'The kids are ecstatic': Moose Lake opens its new school
Billie Jo Steen grew up in Moose Lake and harbors a fondness for its resilient old school which notably survived the 2012 flood. She recalled wading into the library amid knee-deep water that July and wondering if school would start on time.
But when the community's brand-new K-12 school opened Tuesday, Steen embraced the turn of the page.
"The first day of school is always my favorite, because there's usually pretty good energy," said Steen, a 1992 graduate who is now the high school principal. "This year, the kids are ecstatic."
The students soaked in the luxury of a new commons area under a gorgeous mural just inside the school — a place to share the start of their day that hadn't been a part of their old school.
Later in the day, the students, some 650 of them total, came together for a group photo to mark the opening of the $34.7 million building which had been more than 20 years and five failed bond attempts in the making.
The flood — together with a nifty bit of legislation — changed everything, said Superintendent Robert Indihar.
"It was the spark that created the opportunity for a new school," he said. "It was the right time to pass a bond and build."
The state helped pave the way by paying 60 percent of the bill. The Legislature acknowledged that with a state park and Minnesota Sex Offender Program facility in town as non-taxable entities, citizens faced an exceedingly high tax rate on their own — one too big to support the full financial weight of a new school.
"It's been a long haul to get this building, including five years' worth of work to get the legislation passed," Indihar said. "But it's definitely been worth it."
The project encountered a late hiccup when the final bid package of six total — for on-campus athletic facilities — came in $300,000 to $400,000 over budget.
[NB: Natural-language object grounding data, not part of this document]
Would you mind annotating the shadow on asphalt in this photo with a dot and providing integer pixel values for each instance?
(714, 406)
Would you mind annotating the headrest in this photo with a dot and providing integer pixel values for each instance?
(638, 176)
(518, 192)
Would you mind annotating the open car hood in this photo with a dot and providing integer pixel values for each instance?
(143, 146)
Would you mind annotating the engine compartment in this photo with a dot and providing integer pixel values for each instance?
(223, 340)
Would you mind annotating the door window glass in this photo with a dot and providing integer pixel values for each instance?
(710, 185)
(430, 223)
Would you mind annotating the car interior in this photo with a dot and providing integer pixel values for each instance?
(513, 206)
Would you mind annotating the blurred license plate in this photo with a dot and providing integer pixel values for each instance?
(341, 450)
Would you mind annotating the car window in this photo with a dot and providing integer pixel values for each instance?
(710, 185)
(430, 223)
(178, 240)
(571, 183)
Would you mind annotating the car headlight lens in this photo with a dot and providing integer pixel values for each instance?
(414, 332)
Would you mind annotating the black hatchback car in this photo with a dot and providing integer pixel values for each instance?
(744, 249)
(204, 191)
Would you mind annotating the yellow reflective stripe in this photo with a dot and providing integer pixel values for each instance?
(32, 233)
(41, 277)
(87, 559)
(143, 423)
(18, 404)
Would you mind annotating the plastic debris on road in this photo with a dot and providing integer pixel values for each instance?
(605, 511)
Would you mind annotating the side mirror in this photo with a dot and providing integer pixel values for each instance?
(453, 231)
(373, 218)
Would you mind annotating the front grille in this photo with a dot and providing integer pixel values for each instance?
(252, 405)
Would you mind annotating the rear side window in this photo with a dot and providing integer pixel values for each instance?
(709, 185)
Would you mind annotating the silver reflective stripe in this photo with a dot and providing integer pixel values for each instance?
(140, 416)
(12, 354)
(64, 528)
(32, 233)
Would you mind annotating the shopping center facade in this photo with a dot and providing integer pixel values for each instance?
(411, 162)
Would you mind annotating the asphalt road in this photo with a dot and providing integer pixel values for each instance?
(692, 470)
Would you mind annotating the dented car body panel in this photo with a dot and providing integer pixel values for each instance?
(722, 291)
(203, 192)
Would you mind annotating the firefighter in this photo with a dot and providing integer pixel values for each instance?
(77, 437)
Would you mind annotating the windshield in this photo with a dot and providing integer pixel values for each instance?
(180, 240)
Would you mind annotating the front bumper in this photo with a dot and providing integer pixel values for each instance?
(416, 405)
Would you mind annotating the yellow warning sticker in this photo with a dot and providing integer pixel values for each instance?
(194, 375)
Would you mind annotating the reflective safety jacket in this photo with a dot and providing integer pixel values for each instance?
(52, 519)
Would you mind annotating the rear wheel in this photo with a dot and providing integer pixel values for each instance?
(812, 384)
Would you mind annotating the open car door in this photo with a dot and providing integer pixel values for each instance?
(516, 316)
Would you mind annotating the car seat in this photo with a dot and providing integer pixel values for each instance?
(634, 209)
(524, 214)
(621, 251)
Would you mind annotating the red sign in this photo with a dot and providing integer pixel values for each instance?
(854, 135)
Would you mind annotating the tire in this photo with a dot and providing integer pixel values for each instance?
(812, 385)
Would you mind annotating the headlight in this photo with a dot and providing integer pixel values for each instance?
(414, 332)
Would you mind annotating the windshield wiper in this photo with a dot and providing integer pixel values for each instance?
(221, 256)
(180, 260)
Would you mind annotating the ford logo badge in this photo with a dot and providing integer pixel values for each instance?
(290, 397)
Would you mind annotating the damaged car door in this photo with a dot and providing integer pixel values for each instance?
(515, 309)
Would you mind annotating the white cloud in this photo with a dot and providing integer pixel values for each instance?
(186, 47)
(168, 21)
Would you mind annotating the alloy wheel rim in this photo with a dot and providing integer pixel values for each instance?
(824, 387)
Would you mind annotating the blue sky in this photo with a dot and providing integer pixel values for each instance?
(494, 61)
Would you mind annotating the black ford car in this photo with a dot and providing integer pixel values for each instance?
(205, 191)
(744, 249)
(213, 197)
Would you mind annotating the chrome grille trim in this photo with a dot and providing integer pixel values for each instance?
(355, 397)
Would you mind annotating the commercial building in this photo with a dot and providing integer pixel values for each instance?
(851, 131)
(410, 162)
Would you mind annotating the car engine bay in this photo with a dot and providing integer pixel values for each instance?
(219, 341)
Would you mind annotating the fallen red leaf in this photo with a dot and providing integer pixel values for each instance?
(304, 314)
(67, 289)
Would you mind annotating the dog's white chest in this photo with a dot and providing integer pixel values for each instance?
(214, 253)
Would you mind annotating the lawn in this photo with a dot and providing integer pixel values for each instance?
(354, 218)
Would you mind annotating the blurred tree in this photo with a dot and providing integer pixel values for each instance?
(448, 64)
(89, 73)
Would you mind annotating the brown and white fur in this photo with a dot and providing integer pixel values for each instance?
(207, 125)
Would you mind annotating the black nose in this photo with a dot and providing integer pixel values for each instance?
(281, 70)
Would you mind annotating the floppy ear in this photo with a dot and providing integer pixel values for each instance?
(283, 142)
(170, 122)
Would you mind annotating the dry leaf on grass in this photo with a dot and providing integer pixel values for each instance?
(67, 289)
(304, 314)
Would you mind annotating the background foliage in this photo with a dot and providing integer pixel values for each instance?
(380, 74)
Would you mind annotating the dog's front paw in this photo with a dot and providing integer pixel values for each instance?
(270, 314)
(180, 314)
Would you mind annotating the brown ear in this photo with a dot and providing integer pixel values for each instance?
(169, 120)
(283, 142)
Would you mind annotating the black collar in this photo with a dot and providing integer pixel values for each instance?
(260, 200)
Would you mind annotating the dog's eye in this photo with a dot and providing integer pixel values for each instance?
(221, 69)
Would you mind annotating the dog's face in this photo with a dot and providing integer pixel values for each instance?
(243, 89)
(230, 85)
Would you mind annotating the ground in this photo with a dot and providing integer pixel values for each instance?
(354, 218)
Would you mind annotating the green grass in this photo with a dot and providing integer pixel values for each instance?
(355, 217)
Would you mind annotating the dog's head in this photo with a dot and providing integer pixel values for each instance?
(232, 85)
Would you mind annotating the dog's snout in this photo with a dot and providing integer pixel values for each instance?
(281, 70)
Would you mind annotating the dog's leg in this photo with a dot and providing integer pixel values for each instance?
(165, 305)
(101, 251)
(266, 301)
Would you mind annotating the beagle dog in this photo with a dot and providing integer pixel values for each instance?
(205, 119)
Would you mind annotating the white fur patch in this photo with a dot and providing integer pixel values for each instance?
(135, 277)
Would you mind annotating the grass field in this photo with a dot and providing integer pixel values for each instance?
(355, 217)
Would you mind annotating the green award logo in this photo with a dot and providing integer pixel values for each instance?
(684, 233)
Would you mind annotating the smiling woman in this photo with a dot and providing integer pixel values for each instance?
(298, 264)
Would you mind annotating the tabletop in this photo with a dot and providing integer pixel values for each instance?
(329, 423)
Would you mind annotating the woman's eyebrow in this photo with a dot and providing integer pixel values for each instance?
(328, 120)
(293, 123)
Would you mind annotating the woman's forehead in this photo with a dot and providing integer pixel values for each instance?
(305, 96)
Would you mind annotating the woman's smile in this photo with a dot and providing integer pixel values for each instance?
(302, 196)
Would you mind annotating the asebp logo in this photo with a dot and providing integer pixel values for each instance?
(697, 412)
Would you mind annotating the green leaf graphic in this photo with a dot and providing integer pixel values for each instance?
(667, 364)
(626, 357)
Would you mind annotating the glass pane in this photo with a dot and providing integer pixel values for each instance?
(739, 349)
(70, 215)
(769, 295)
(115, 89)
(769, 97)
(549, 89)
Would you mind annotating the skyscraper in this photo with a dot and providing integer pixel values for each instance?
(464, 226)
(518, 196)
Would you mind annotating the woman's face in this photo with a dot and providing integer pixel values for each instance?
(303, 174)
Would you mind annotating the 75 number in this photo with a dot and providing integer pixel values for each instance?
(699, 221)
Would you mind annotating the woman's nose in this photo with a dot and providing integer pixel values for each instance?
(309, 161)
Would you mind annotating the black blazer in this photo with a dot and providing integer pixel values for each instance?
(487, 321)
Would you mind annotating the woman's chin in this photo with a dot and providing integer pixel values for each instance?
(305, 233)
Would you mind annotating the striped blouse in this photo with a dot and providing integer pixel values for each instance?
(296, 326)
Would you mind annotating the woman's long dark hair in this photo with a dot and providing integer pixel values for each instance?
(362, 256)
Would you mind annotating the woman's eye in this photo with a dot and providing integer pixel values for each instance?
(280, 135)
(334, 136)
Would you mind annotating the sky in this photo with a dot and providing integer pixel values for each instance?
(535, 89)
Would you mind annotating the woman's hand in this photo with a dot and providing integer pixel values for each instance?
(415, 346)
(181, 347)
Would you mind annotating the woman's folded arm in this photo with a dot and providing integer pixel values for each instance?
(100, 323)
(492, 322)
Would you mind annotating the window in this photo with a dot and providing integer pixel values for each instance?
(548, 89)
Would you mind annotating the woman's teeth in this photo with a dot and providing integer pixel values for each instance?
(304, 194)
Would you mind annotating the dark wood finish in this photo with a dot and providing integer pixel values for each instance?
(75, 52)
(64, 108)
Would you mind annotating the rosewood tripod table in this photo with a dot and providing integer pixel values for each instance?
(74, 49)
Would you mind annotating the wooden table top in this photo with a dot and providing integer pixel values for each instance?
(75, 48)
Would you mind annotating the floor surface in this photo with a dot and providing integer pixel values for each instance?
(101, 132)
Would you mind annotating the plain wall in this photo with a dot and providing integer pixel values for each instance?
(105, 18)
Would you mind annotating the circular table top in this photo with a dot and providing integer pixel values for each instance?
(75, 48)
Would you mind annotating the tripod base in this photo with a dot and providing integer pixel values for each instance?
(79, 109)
An on-campus competitive running track couldn't be supported on clay in the way it was originally designed, driving up costs by requiring additional excavation, Indihar explained.
As a result, the district had to forgo separate softball and baseball fields which had been planned as part of the the original bond, and excavated for during the initial grounds work.
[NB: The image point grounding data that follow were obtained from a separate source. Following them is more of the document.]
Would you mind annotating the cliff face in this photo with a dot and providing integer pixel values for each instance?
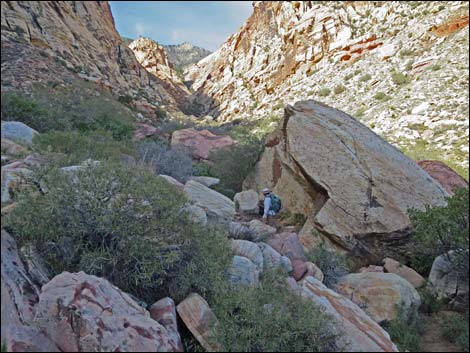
(400, 67)
(153, 57)
(185, 54)
(52, 41)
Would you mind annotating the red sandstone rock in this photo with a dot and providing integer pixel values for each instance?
(444, 175)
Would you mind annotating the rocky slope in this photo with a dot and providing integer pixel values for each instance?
(354, 187)
(185, 54)
(153, 57)
(401, 67)
(50, 41)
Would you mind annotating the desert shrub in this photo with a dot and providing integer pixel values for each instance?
(233, 164)
(405, 332)
(121, 224)
(173, 161)
(26, 110)
(323, 92)
(269, 318)
(437, 230)
(429, 302)
(73, 147)
(400, 79)
(333, 265)
(455, 328)
(119, 128)
(380, 96)
(297, 219)
(365, 78)
(339, 89)
(161, 113)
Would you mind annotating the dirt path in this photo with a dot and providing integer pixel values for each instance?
(432, 340)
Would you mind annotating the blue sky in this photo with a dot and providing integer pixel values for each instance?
(203, 23)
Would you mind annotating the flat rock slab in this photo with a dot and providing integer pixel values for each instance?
(200, 320)
(218, 207)
(393, 266)
(18, 132)
(380, 294)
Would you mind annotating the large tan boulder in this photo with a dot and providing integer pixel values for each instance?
(381, 295)
(393, 266)
(356, 188)
(107, 318)
(444, 175)
(449, 282)
(19, 296)
(200, 143)
(360, 332)
(219, 208)
(200, 320)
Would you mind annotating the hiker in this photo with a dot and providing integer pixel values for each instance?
(272, 204)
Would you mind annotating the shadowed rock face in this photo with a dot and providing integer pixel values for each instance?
(50, 41)
(355, 187)
(444, 175)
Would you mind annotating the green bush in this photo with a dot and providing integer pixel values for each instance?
(330, 263)
(19, 108)
(405, 332)
(73, 147)
(437, 230)
(365, 78)
(233, 164)
(456, 330)
(161, 113)
(269, 318)
(323, 92)
(120, 129)
(339, 89)
(163, 159)
(400, 79)
(380, 96)
(124, 225)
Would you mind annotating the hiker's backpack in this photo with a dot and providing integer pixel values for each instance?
(276, 203)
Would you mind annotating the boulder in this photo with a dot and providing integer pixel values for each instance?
(200, 320)
(360, 332)
(200, 143)
(34, 265)
(80, 312)
(447, 282)
(19, 295)
(195, 214)
(444, 175)
(249, 250)
(13, 177)
(272, 259)
(164, 312)
(299, 269)
(371, 268)
(314, 271)
(238, 230)
(18, 132)
(247, 202)
(219, 208)
(172, 181)
(288, 244)
(380, 294)
(207, 181)
(11, 147)
(145, 130)
(354, 187)
(393, 266)
(243, 272)
(260, 230)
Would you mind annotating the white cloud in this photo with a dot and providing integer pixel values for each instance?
(139, 27)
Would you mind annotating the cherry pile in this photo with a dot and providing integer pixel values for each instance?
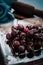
(23, 41)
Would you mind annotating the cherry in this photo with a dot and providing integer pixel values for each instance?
(16, 44)
(14, 32)
(21, 49)
(25, 30)
(8, 36)
(20, 27)
(23, 42)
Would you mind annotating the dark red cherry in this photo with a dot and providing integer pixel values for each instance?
(37, 45)
(8, 36)
(21, 49)
(14, 32)
(25, 29)
(22, 35)
(20, 27)
(16, 44)
(23, 42)
(30, 43)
The school board has since supported funding the baseball field from other sources, and it is currently under construction. The nearby Willow River school district already was in charge of a shared softball program between the districts, and Indihar said a future softball field will be up to them to support.
"Overall, the project has gone well," Indihar said. "Unfortunately, right at the end we went over on the last bid package. We couldn't absorb any of the costs or cut anything inside the school, because it had all already been purchased."
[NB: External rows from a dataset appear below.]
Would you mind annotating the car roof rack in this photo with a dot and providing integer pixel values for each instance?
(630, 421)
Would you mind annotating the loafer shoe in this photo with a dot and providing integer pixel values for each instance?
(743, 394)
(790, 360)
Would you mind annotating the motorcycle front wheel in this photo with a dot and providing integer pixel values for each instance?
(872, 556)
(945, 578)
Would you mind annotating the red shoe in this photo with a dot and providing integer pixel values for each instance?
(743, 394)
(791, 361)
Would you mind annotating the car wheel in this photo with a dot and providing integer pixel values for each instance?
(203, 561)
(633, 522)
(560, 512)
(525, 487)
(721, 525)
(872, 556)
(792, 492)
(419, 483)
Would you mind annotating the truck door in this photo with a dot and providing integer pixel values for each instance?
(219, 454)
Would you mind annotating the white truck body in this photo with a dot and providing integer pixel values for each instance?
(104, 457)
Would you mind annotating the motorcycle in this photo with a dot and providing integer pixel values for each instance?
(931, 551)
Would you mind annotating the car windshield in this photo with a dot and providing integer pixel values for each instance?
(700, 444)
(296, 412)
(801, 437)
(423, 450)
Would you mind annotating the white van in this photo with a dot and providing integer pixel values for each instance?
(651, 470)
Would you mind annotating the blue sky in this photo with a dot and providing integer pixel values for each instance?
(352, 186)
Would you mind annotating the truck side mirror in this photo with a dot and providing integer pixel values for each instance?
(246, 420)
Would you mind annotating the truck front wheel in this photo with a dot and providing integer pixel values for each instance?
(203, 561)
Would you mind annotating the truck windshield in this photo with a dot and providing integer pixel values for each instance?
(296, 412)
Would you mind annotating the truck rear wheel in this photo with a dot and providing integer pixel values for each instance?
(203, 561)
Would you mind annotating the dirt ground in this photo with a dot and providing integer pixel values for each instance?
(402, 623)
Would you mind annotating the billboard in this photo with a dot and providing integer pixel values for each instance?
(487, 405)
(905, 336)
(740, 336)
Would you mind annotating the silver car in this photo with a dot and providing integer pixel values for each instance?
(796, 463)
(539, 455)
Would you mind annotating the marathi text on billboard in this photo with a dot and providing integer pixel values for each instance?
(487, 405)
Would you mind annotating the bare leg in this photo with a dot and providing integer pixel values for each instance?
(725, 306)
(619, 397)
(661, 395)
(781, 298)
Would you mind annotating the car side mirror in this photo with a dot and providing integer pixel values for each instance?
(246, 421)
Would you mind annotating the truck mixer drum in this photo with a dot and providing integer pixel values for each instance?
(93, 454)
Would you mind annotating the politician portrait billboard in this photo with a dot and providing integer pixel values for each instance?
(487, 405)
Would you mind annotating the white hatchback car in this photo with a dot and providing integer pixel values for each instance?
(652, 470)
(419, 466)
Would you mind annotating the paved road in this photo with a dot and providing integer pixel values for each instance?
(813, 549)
The track required additional digging down of 4 feet and a sand pour within the trench to prevent heaving — a costly endeavor as anyone moving earth these days knows well.
But nobody was complaining on the opening day of the new school, which Steen said figured to offer students a better sense of community with the new building's amount of communal space.
"It feels like we've come full circle to have this beautiful new school," she said. "I'll admit it was bittersweet leaving the old building, but it's all worth it."